Maintaining a Working Bibliography
A working bibliography is a list of all the sources you consult as you work on a research project. You may not need to include every one of these sources in your project, but keep a list of every work you’ve consulted so that your records are complete. This helps avoid the problem of wondering "Where did I see that?" and not being able to find it. It also may come in handy for future research projects. Don’t discard your working bibliography after completing your research; instead, keep it on file so that you can consult it again if you need to.
Your working bibliography should include complete information for each source, so you can write your citations easily. This information includes the author’s name, the title of the work, the title of the book or periodical it comes from (if applicable), the volume and issue number, the place of publication, the publishing company, the date of publication, inclusive page numbers, and the medium of publication. Note any other information that pertains to the work’s publication, such as whether it’s a volume in a series, an edition other than the first, or a translation. Write down the information for each source as you begin using it.
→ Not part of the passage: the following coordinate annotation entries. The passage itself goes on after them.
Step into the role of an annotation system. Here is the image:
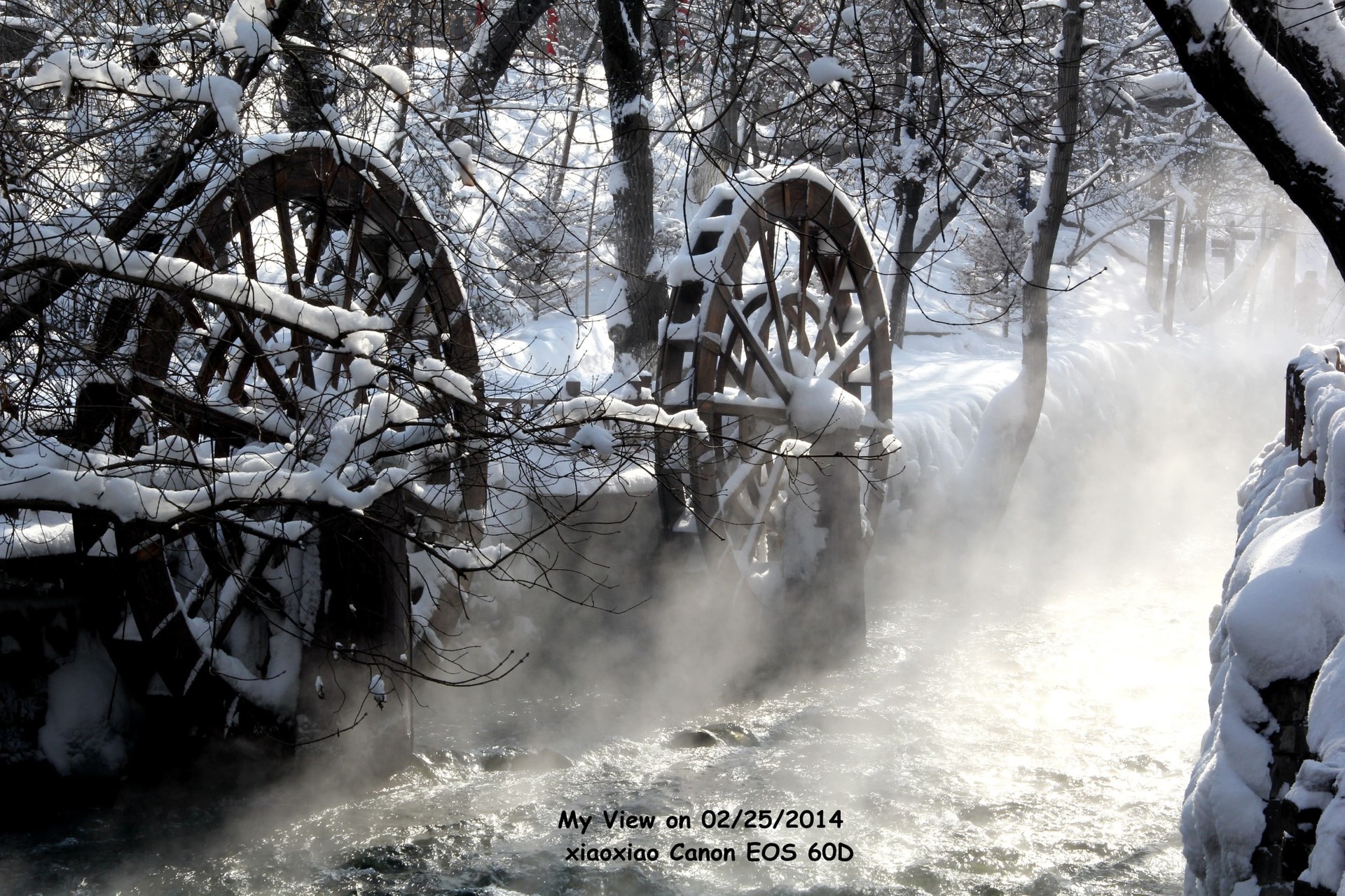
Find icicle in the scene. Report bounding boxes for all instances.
[368,674,387,709]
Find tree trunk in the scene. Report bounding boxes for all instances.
[457,0,554,101]
[889,0,928,348]
[280,0,336,133]
[597,0,665,366]
[1145,0,1345,275]
[959,0,1084,528]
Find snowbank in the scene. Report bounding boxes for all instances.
[1181,343,1345,896]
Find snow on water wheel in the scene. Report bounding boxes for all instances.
[74,135,485,743]
[659,167,895,661]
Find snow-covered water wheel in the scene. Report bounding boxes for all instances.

You can also keep your working bibliography on a computer file, which makes it easy to transfer into your final draft later on. In addition, it’s very helpful to keep printouts or photocopies of all your sources; this will allow you to check quotations, paraphrases, and bibliographic information later on.
Keeping Track of Source Materials: The Research Portfolio
As an ethical researcher, you should establish good research habits and stick to them. A research project, even a relatively small one involving only a few sources, quickly accumulates materials. There is no cut-and-dried rule for how to keep these materials organized, but keeping some form of research portfolio is important. This portfolio should include:
- photocopies or electronic copies of your source information
- your notes
- your annotated bibliography
- drafts of the paper or project you’re working on
- any feedback you’ve received
Organize your portfolio so that it is both comprehensive (containing all your materials) and manageable (designed for easy retrieval of information). As you become more experienced at research, you will develop a type of research portfolio that works for you. However, there are some basic principles that are important to keep in mind as you collect data. These not only help keep you organized, but also help you avoid inadvertent plagiarism because they are aimed at recording what you find through research both precisely and accurately. This lessens the chances that you will unintentionally express someone else’s idea and claim it as your own. (For more information on this, see the section "Taking Notes.")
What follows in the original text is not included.